Folgen des Buschfeuers
Reste des Buschfeuers in New South Wales

Die Buschfeuer in Australien wüten weiter. Satellitenbilder helfen bei der Aufklärung und in einigen Gebieten hat es kräftig geregnet. Der Regen hilft den Rettungskräften, sorgt aber auch für Überschwemmungen und matschige Wege. Blitze entfachen einzelne Feuer neu. Die Rettungskräfte sind die nach mehreren Wochen Einsatz am Ende ihrer Kräfte.

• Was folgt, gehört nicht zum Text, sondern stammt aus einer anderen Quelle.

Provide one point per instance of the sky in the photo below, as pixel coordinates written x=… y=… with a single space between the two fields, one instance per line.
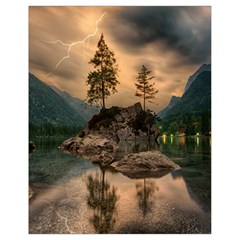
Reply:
x=172 y=42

Mittlerweile gibt es auch glaubhafte Zahlen, die nicht durch die Regierung oder Fox News gefiltert worden sind: Bisher sind 107.000 km² Fläche abgebrannt, das ist mehr als die Fläche Islands. Schätzungen gehen zwischen 400 Millionen und einer Milliarde getöteter Wirbeltiere aus. Bisher weiß man von 28 toten Menschen und über 2000 zerstörten Häusern.

Die Buschfeuer sind flächenmäßig bei weitem nicht die größten, mit denen Australien zu tun hatte. Seit 1968 hat es sechs größere Buschfeuer gegeben, die teilweise die vierfache Fläche betroffen haben. Allerdings fanden diese alle in den Grasländern im trockenen Norden des Kontinentes statt, die ökologisch auf solche Feuer eingerichtet sind. Jetzt brennen subtropische und gemäßigte Wälder, in denen die Feuer wesentlich größere Schäden anrichten.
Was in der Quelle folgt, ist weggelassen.